On 17 July 2014, the regulation creating the European Account Preservation Order ("EAPO") came into force. This regulation will serve as an alternative to domestic remedies and relates to the freezing of bank accounts across participating EU Member States. The EAPO Regulation will be applicable from 18 January 2017. It will automatically apply to all Member States except the UK and Denmark which have opted out of the EAPO; therefore, it will not apply to assets located in those countries.
The central feature of the EAPO is that it will allow creditors to apply for an order in one participating Member State to freeze the assets of debtors held in bank accounts located in another participating Member State without the need to obtain another court order within that State. It is available in the context of recurring claims in both commercial and civil cross-border matters. This means that, for example, assets located in France could be frozen by order of the Spanish courts. It is important to note that applications for such orders will generally be made 'without notice' so the debtor will not have prior knowledge of the application.
These Orders can be awarded before or during the course of proceedings, and can also be obtained once a judgment has been awarded. In order to obtain an order before judgment, the claimant must demonstrate to the court "sufficient evidence" that the claim is likely to succeed. To obtain an order after judgment, the claimant must demonstrate the need for an "urgent protective measure" to enable the judgment to be enforced. The courts of a Member State with jurisdiction on the substance of the matter will have jurisdiction to issue an EAPO.
What will be the impact?
The aim of the EAPO is to make it easier for multi-jurisdictional disputes to be resolved and for judgments to be enforced across borders. The EAPO will result in it being easier for creditors to obtain freezing orders against debtors whose assets are located in participating Member States. The obvious concern for debtors is that they find themselves in a situation where their business could become effectively paralysed by an EAPO without them having had the opportunity to make representations of their own to the court granting the order.
However, there will also be further consequences of the introduction of EAPOs. Banks in all participating Member States will be subject to stringent requirements attached to an EAPO. For instance, they must not only freeze the account but also file a report to the relevant authorities within three days confirming that such action has taken place. Banks will also be concerned regarding their ability to reclaim any costs incurred in conforming with the legislation (this will vary between Member States) and the extent of the sanctions they may face if they fail to do so (this will again vary).

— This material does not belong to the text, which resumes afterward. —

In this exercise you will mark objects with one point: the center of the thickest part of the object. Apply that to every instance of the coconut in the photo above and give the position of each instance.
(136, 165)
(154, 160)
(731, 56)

As a result of the UK and Denmark opting out of the regulation creating EAPOs, the assets of UK and Danish debtors located in the participating Member States can be frozen using an EAPO. However, UK and Danish creditors will not be able to use an EAPO to freeze the assets of their debtors nor will others be able to obtain an EAPO over bank accounts held in the UK or Denmark. EAPOs may also be obtained against the assets of individuals from outside of the EU, as long as those assets are located within a participating Member State.
Might we see EAPOs in the UK in future?
Although the UK Government initially supported the EAPO proposals, it opted-out primarily because the public consultation and views of relevant stakeholders viewed the measure to be too 'pro-creditor' with insufficient safeguards for defendants. A statement released by the Ministry of Justice in December 2012 highlighted concerns that there was "no requirement to compensate a defendant for losses suffered from the wrongful grant of an order". The UK Government participated fully in negotiations prior to the EAPO coming into force in the hope of negotiating terms that might make it possible to opt back in; however, agreeable terms were not reached. On this basis, it is difficult to see EAPOs being adopted in the UK in the near future and litigants in the UK will have to continue relying upon national laws or worldwide freezing orders.